Huawei Claims DeepSeek V4-Pro Post-Training on 1,000 Ascend 910C Chips

A Huawei-led group claims to have post-trained the DeepSeek V4-Pro model using 1,000 Ascend 910C chips. No benchmarks or independent verification are available yet.

Abstract representation of AI training clusters and server racks
Abstract representation of AI training clusters and server racks

A research group led by Huawei Technologies claims to have completed the full-parameter post-training of DeepSeek's V4-Pro model. The team states it used a cluster of at least 1,000 Ascend 910C AI accelerator chips for the workload. This claim targets the growing debate over whether domestic Chinese silicon can handle large language model training without relying on hardware.

Abstract representation of AI training clusters and server racks
Abstract representation of AI training clusters and server racks

Unverified assertion about tuning a trillion-parameter model without Nvidia fallback

The V4-Pro model contains 1.6 trillion parameters and requires post-training to align with instruction-following and safety guidelines. Post-training refines a pre-trained foundation model rather than building core capabilities from scratch. The Huawei-led group positions the Ascend 910C as viable for this specific tuning phase of large language model development.

The training cluster relied on 1,000 or more Ascend 910C chips to process the V4-Pro workload. Post-training focuses on adjusting a pre-trained model using instruction and safety data instead of generating foundational knowledge. The group claims the hardware handled the full-parameter tuning without requiring fallback to Nvidia accelerators.

Previous attempts to train DeepSeek models on Ascend hardware encountered unstable performance and software stack gaps.
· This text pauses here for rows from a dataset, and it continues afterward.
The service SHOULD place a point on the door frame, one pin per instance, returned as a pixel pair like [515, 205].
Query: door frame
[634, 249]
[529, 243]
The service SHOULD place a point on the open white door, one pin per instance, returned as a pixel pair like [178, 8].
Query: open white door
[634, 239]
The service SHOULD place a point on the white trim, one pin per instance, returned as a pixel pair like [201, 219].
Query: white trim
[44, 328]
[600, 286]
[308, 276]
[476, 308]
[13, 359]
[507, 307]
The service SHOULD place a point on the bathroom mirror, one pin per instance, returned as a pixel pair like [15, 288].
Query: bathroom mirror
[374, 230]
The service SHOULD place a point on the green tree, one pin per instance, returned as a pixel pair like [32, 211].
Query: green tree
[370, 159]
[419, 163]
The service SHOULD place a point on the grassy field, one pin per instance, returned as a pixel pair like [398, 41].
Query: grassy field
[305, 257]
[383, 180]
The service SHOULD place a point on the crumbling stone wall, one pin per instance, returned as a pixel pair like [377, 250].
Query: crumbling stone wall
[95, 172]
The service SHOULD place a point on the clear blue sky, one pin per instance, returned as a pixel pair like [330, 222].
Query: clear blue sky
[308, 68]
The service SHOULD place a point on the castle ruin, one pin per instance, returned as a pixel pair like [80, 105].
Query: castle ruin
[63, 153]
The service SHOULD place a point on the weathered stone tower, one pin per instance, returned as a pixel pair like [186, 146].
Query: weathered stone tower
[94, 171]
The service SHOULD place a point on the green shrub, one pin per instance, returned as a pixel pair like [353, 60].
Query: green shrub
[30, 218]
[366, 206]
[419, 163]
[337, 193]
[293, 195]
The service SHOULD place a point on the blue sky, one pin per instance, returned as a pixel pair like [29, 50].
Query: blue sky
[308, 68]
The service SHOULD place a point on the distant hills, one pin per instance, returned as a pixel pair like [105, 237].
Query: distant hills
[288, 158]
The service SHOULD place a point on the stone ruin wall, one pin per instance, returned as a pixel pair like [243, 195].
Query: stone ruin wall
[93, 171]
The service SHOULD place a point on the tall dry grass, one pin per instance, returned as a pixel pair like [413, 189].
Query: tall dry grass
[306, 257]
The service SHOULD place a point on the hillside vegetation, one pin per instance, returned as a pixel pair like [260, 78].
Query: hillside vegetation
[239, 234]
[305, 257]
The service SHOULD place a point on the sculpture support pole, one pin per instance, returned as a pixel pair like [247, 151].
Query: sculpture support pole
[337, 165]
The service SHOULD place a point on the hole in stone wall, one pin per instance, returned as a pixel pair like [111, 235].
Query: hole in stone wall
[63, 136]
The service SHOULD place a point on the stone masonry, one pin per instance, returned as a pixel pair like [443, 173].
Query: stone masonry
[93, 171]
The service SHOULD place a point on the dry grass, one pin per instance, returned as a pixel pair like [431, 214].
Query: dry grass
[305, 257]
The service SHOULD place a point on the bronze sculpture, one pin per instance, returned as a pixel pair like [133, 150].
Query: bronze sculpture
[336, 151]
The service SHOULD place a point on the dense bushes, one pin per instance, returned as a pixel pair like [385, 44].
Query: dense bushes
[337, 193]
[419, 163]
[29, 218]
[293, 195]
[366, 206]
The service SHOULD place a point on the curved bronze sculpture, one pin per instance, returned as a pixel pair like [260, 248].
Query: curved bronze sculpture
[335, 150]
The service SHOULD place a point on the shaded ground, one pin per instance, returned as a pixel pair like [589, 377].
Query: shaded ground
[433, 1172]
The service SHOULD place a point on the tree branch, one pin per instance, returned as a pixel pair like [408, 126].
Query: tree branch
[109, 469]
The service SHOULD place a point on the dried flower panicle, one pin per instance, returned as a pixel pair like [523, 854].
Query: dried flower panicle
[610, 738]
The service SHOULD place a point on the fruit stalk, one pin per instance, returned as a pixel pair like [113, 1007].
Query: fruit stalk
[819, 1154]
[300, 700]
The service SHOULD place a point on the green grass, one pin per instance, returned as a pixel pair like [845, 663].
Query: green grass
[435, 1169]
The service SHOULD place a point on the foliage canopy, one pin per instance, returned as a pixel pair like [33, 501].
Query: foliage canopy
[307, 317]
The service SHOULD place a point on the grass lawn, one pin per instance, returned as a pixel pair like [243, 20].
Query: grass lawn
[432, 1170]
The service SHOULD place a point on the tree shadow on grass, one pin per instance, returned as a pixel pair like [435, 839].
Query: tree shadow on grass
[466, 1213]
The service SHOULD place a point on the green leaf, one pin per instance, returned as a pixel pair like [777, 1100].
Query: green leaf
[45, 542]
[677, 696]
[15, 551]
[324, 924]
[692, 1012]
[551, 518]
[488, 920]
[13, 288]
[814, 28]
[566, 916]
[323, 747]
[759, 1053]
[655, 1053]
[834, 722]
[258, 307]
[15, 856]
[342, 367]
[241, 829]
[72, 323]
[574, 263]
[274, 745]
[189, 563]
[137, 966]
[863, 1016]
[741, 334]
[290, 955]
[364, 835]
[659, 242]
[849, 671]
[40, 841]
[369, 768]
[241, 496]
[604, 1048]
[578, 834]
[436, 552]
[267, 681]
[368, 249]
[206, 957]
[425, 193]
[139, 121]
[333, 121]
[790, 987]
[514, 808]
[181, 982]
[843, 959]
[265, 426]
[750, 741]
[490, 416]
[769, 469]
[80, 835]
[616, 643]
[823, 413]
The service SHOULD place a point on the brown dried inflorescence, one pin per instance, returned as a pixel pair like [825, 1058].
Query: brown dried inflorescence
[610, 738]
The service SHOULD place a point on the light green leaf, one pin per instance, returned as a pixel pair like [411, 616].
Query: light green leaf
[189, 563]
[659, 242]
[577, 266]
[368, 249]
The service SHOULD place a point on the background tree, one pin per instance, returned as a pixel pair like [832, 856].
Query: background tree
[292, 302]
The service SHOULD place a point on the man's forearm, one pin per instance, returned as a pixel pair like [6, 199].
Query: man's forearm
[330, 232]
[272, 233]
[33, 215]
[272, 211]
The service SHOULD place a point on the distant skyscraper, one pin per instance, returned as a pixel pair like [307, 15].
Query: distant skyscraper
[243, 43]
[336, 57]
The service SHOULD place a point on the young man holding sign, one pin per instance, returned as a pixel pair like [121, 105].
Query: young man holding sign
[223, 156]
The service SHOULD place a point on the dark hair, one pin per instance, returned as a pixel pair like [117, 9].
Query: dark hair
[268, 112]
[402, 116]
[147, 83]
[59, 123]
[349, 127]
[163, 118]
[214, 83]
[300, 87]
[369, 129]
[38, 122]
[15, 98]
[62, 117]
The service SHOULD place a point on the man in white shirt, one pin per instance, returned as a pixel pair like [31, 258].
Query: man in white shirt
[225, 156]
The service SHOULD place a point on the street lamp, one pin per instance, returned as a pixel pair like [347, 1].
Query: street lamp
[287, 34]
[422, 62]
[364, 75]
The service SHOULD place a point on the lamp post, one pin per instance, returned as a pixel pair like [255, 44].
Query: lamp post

Those earlier failures forced developers to revert to Nvidia GPUs for training workloads. This new claim suggests a resolved software environment or improved chip stability, though no independent verification exists yet.

The South China Morning Post reported the Huawei-led team's assertion regarding the V4-Pro post-training run. The report carries no benchmarks, duration metrics, efficiency figures, or direct comparison to Nvidia hardware performance. DeepSeek has not commented on whether it participated in or validated the training process.

The claim rests entirely on an unverified assertion from a Huawei-affiliated research group. No public benchmarks, run durations, or efficiency data back the statement about using 1,000 Ascend 910C chips for V4-Pro post-training. DeepSeek remains silent on the matter.